Their assessment was made at conference held earlier this week by the Central Institute for Economic Management (CIEM) to review the nation’s socio-economic situation five years after joining the WTO.
During the 2007-2011 five-year period since it joined the WTO, the country’s Gross Domestic Product (GDP) stood at 6.5 per cent, down 1.3 percentage points over the 2002-2006 period, the conference heard.
Delegates agreed that after it gained WTO admission, the country had come under strong pressure caused by tough competition with foreign companies in both the domestic and world markets.
They said that some companies operating in the insurance and distribution sectors had lost their shares in the domestic market.
During the post-WTO admission period, the service sector grew by just 0.1 percentage points to 7.5 per cent.
Pham Lan Huong, a CIEM expert, said that the service sector was not strongly affected because it had not been completely opened up to foreign investment.
Moreover, world recession has prevented foreign firms from investing in Vietnam’s service sector, she said.
The industry and construction sectors had also failed to reach growth targets. They were expected to grow by 9.5-10.2 per cent per year, but the actual rate was seven per cent, Huong said, adding that the average growth rate of the sectors in 2002-06 was 10.2 per cent.
Experts attributed this slow growth to strong competition from foreign companies and weak domestic production in terms of quality and efficiency.
Huong affirmed that the highest growth during the 2007-2011 period was recorded by the agriculture-fisheries-forestry sector.
She said average growth of this sector during this period was 3.4 per cent per year, 0.4 percentage points above expectations.

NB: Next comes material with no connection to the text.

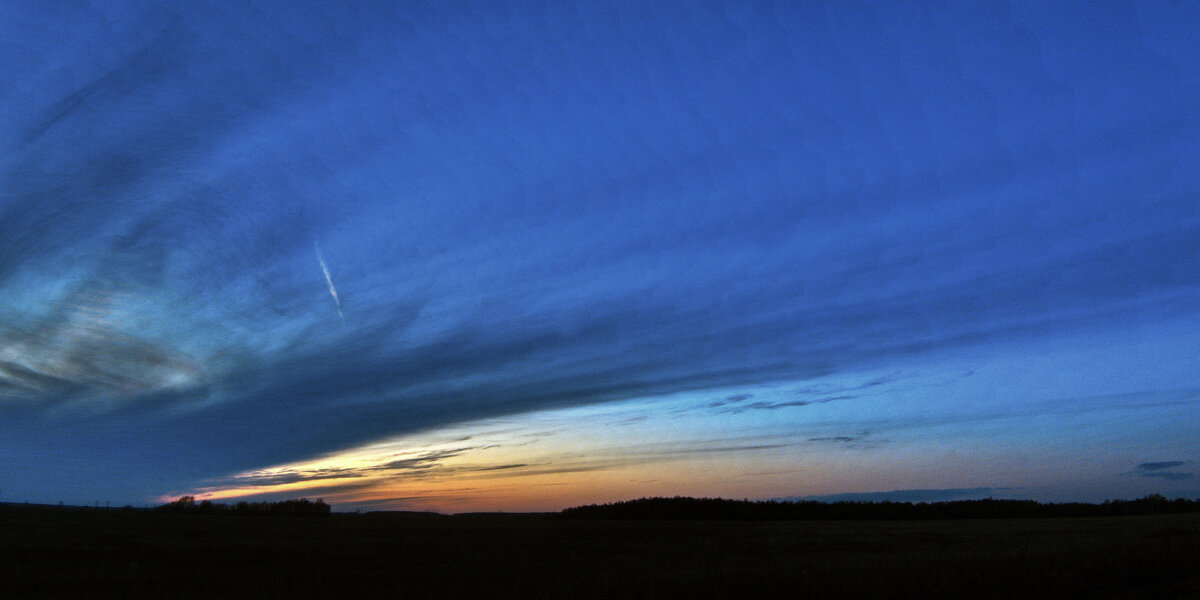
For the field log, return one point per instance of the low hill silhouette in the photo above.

Overall investments during the post-WTO period grew by 8.3 per cent as against 13.4 per cent in the previous five years.
As expected, foreign-direct-investments (FDI) in Vietnam increased after it joined the WTO, with the number of FDI projects increasing 1.5 times and the registered capital up by 5.1 times over the 2002-06 period.

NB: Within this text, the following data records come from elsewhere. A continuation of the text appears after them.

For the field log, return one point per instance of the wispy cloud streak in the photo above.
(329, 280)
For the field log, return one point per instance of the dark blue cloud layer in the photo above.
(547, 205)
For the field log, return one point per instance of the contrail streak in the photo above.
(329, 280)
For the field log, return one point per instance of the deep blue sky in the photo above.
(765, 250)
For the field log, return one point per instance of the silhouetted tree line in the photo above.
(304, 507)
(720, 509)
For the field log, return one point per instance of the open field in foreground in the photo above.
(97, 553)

To reach higher growth in the near future, experts said it was necessary to further perfect the investment environment and improve competitiveness by using modern technologies.
Cooperating with foreign-invested companies to join regional distribution systems was another recommendation made at the conference.
Dinh Thu Hang, another CIEM expert, said Vietnam would continue to face challenges and slow growth in the coming months.
She said the government needs to adjust import-export policies towards increasing the quality of exported goods and limiting the export of raw materials. She stressed the need to find big import partners that can help stabilise exports.
Other experts at the conference spoke of the need to restructure Vietnam’s retail sector, ensuring greater transparency as well as creating conditions for domestic firms to increase their competitiveness.